Investigators have identified two guards who illicitly filmed Saddam Hussein's execution, an official said yesterday, as the Iraqi government sought to dampen growing outrage from Sunni Arabs over the unruly hanging.

Meanwhile, two bombs exploded near a petrol station in Baghdad's western Mansour district, killing at least 13 people and wounding 22, police said.

The US military said there had been a lull in violence over the Eid al-Adha holiday, but that US forces were still braced for a possible backlash.

The mobile phone video of Shi'ite officials taunting Saddam on the gallows has inflamed sectarian passions in a country on the brink of civil war.

"Two Justice Ministry guards have been arrested. Other guards have identified them as having filmed the hanging," Prime Minister Nuri al-Maliki's aide Sami al-Askari said.

Interior Minister Jawad al-Bolani told a news conference: "The investigation is ongoing and we have identified those who flouted the rules... Even for a dictator like Saddam, the law must be obeyed."

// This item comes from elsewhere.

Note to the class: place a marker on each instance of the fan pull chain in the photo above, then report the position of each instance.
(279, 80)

A prosecutor who attended the execution said he had seen two senior officials filming the hanging, prompting suggestions among some Iraqis that the guards might be used as scapegoats.

The images, which show observers yelling "Go to hell" and chanting the name of a radical Shi'ite cleric before Saddam falls through the trap, have sparked angry demonstrations by Saddam's fellow Sunnis, fearful of Shi'ite ascendancy. Moderate Sunnis say it deals a blow to Maliki's call for reconciliation.

Philip Alston, the United Nations' special rapporteur on extrajudicial, summary or arbitrary executions, said the "humiliating" way in which Saddam was put to death was a clear violation of international human rights law.

Saddam aides to hang

Bahaa al-Araji, a lawmaker for radical Shi'ite cleric Moqtada al-Sadr's political group, said he believed the executions of Barzan al-Tikriti, one of Saddam's half-brothers and his former intelligence chief, and Awad al-Bander, a former judge, would be delayed until Sunday, the first working day after the weekend and the Eid al-Adha holiday.

Mr Maliki has already signed the death warrants - in red ink - as part of an order authorising the execution of Saddam.

UN High Commissioner for Human Rights Louise Arbour urged Iraq not to execute the men out of respect for international law and concerns over the fairness and impartiality of the trial. Mr Maliki had brushed aside a similar appeal from Ms Arbour before Saddam was executed, and shocked many in Iraq and the rest of the Muslim world by having him hanged on the first day of Eid.

Hundreds of Shi'ites yesterday marched in the southern city of Basra to support the execution in a demonstration organised by the local office of Mr Maliki's Dawa party.